Getting Occurrence Data From GBIF
John Waller
2021-12-20
Source:vignettes/getting_occurrence_data.Rmd
getting_occurrence_data.Rmd
There are two ways to get occurrence data from GBIF:
- occ_download(): unlimited records. Useful for research and citation.
- occ_search(): limited to 100K records. Useful primarily for testing.
The function occ_search()
(and related function
occ_data()
) should not be used for serious
research. Users sometimes find it easier to use
occ_search()
rather than occ_download()
because they do not need to supply a username or password, and also do
not need to wait for a download to finish. However, any serious research
project should always use occ_download()
instead.
occ_download()
occ_download()
is the best way to get
GBIF mediated occurrences.
The main functions related to downloads are:
- occ_download(): start a download on GBIF servers.

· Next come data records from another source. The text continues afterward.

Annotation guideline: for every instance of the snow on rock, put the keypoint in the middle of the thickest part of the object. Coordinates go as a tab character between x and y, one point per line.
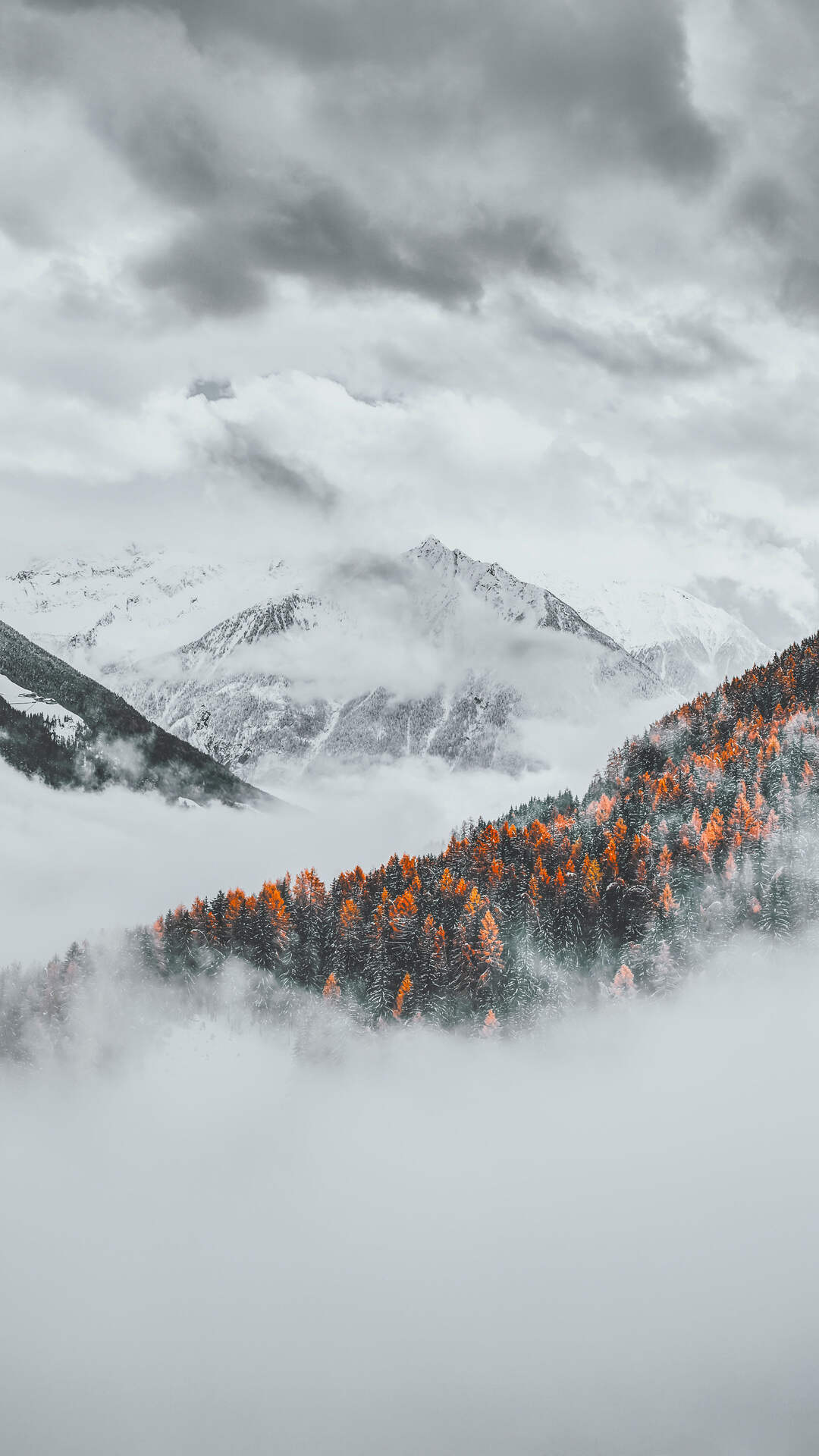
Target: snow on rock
63	723
689	644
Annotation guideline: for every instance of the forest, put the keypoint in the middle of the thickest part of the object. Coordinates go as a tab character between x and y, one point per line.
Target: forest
701	826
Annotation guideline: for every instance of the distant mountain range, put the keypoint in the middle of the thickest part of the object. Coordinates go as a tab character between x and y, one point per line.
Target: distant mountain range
431	654
689	644
72	731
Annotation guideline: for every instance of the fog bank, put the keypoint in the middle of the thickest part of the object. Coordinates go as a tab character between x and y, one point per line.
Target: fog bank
595	1239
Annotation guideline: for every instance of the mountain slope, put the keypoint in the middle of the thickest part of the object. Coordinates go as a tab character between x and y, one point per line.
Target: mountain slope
689	644
452	663
700	829
121	740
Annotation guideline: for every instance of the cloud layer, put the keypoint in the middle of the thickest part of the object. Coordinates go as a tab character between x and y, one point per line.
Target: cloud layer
599	1238
539	284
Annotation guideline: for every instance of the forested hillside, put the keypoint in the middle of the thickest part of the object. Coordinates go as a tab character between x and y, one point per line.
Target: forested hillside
698	827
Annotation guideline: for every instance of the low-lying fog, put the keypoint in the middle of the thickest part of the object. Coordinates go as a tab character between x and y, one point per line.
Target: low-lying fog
74	864
595	1239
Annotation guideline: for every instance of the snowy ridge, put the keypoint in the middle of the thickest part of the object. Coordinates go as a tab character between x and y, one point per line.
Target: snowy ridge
689	644
278	686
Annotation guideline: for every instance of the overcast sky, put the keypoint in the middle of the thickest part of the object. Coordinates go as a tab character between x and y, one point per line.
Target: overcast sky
538	278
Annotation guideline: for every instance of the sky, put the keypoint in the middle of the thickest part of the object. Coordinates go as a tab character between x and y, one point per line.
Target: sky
538	280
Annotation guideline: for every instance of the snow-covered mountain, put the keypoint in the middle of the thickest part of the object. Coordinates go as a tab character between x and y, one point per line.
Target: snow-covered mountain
689	644
101	609
64	727
455	658
270	672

- occ_download_prep(): preview a download request before sending to GBIF.
- occ_download_get(): retrieve a download from GBIF to your computer.
- occ_download_import(): load a download from your computer to R.
To make a download request, occ_download()
uses helper
functions starting with pred. These functions
define filters on the large GBIF occurrence table, so
that only a usable subset is returned. The predicate functions are named
for the ‘type’ of operation they do, following the terminology used by
GBIF.
function | description | example |
---|---|---|
pred() |
key is equal to value | pred("taxonKey",212) |
pred_lt() |
key is less than value. | pred_lt("coordinateUncertaintyInMeters",5000) |
pred_lte() |
key is less than or equal to value | pred_lte("year", 1900) |
pred_gt() |
key is greater than value | pred_gt("elevation", 1000) |
pred_gte() |
key is greater than or equal to value | pred_gte("depth", 1000) |
pred_not() |
key is not value | pred_not("taxonKey",212) |
pred_like() |
key like pattern | pred_like("catalogNumber","PAPS5-560*") |
pred_within() |
lat-lon values within WKT polygon | pred_within('POLYGON((-14 42, 9 38, -7 26, -14 42))') |
pred_notnull() |
column is not NULL | pred_notnull("establishmentMeans") |
pred_isnull() |
column is NULL | pred_isnull("recordedBy") |
pred_and() |
a logical and of predicate functions | pred_and(pred_lte("elevation",5000),pred("taxonKey",212)) |
pred_or() |
a logical or of predicate functions | pred_or(pred_gt("elevation", 1000), pred_isnull("elevation")) |
pred_in() |
values are in the column | pred_in("taxonKey",c(2977832,2977901,2977966)) |
A Very Simple Download
It is required to set up your GBIF credentials to make downloads from GBIF. I suggest that you follow this short tutorial before continuing.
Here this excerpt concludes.